Thursday, June 23, 2016

MY TOTALLY AWESOME PLAN TO REVAMP THE NBA DRAFT


The NBA Draft kind of sucks. It is nowhere near as exciting as the NFL Draft and by its nature it rewards bad teams and their mediocre to poor management and ownership.

There has to be a better way – and now, there is and it would work like this

Allow players to decide where they play, just like every other business in America.

How it works:

1.       Every NBA team submits a list of 60 NBA eligible players to the league office. The 60 names most often sited create a pool of that year’s selectees.

2.       Any NBA-eligible player not on the initial list is free to sign with any team as a free agent after the selection event is completed.

3.       Have each of the 60 players pick a number – 1-60 – out of a hat. Players select from the hat based on some kind of random computerized process.

4.       The player who selects the #1 can go to whichever team he wants. The player who selects the #2 can go to whichever team he wants, except the team selected by the prior player. On it goes.

5.       Every team gets the same amount of money within the salary cap to sign two players from the pool. The contracts are 2-year guaranteed deals.

6.       If a team and a player cannot reach a deal, the player’s recourse is to forgo selecting a team and wait until the following year. If that happens, he retains amateur status and can back to school or retain pro status and play overseas.

7.       A player can opt out of a team selection, only once.


It solves everything wrong with the current NBA Draft system.

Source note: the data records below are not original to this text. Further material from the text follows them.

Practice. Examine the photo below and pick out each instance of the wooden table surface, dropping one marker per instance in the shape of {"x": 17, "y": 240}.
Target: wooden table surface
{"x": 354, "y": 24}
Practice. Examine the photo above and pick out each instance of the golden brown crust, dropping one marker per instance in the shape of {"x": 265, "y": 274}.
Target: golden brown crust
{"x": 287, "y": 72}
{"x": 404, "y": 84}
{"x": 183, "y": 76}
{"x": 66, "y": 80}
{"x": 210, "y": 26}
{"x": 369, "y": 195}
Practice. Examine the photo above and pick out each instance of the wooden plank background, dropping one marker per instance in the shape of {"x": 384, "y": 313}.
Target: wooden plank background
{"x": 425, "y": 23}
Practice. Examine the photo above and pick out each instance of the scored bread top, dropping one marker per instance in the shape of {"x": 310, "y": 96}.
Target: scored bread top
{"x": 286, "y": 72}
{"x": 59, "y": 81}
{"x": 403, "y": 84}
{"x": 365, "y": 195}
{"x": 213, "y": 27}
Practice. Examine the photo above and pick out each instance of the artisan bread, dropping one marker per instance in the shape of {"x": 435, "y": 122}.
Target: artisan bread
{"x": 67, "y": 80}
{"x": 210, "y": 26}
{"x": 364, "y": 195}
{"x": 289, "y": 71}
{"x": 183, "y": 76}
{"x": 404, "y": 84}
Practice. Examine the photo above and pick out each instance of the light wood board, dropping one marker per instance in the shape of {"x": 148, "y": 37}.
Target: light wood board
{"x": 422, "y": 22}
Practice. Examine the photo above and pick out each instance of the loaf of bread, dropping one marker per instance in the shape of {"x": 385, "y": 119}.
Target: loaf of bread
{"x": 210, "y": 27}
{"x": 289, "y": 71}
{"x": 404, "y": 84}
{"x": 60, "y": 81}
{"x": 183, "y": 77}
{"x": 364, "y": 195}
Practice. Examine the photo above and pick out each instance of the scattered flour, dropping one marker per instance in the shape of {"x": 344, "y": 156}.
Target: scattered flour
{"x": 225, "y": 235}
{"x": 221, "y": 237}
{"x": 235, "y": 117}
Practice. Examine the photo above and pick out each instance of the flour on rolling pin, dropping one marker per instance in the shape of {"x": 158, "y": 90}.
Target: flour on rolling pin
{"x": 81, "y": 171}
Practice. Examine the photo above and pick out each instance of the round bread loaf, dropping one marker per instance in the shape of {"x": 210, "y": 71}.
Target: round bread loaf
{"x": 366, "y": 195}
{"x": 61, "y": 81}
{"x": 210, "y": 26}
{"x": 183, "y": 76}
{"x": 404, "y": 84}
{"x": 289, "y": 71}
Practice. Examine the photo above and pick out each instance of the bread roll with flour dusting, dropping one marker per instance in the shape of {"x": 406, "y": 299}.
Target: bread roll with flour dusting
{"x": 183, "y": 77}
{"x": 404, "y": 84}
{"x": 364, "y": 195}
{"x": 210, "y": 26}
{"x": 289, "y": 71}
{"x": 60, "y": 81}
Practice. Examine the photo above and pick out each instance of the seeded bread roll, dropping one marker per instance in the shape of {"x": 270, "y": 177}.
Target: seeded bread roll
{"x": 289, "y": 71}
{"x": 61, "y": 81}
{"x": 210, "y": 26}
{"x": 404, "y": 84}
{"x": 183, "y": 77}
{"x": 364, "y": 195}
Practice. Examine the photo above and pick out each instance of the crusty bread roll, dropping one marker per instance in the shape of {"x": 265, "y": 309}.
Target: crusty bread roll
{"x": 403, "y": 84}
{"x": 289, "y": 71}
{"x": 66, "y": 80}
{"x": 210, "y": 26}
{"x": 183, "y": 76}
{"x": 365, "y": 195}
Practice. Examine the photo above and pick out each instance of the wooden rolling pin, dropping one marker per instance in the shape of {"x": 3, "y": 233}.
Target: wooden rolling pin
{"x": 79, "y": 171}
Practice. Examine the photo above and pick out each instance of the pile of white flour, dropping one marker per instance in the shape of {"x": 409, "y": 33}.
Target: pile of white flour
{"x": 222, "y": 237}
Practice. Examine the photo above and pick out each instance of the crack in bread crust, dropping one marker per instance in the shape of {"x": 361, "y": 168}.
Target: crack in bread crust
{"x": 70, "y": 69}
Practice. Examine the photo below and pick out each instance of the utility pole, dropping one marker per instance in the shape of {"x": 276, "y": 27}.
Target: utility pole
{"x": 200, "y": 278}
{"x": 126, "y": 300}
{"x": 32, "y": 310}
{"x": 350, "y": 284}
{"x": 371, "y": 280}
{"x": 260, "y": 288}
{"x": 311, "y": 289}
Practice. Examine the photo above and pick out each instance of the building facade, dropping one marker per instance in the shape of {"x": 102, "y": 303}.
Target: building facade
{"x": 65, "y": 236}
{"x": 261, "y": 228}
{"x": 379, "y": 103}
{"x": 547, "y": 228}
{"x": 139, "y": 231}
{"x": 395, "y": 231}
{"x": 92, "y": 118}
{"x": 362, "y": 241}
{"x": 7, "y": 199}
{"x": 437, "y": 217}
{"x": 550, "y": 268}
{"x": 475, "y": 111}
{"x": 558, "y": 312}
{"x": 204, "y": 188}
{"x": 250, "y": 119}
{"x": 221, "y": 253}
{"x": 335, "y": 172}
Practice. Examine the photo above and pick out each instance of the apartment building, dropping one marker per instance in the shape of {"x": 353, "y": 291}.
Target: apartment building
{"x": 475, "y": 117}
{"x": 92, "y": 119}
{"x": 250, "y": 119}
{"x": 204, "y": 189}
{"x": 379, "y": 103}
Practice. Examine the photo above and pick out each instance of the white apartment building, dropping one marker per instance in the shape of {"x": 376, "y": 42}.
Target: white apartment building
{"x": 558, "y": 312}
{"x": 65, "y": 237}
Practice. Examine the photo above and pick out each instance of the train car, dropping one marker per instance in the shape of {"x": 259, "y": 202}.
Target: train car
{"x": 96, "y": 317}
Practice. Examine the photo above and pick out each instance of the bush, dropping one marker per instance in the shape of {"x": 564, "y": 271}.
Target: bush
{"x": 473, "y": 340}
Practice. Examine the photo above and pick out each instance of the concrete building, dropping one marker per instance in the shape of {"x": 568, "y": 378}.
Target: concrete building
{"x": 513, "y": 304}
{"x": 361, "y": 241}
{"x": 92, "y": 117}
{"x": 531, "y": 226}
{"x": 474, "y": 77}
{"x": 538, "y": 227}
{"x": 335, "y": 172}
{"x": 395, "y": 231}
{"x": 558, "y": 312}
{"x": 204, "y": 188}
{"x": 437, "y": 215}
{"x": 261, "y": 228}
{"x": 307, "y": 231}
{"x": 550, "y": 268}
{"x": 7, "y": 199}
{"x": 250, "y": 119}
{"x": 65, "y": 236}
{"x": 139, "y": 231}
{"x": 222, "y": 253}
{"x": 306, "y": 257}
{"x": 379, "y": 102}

    • It stops teams from tanking, because there is no longer any incentive to lose on purpose.
    • It creates a system that is inherently fair to players, teams and fans. Players choose the place they want to work, franchises are forced to spruce up their image and winning to attract those players, and we finally end a situation where teams are like plantation owners and players are like the help.
    • It would be ungodly exciting for everyone to watch.
    • It creates a system where the best of all possible synergies between player and team is created. Players inherently want to go to a place they can succeed.
    • It provides more, not less, opportunity for players to succeed and franchises to get it right. Players can find the best situation for them and franchise get to test-drive players for two years and not be forced to lock into a three-year deal on a player that isn’t working out. In the current system, teams hate to give up on a Kwame Brown because it makes them look bad, but if Kwame selected them and it didn’t work out, they can let him go and move onto the next opportunity without blame.

    I welcome any additional thoughts and comments.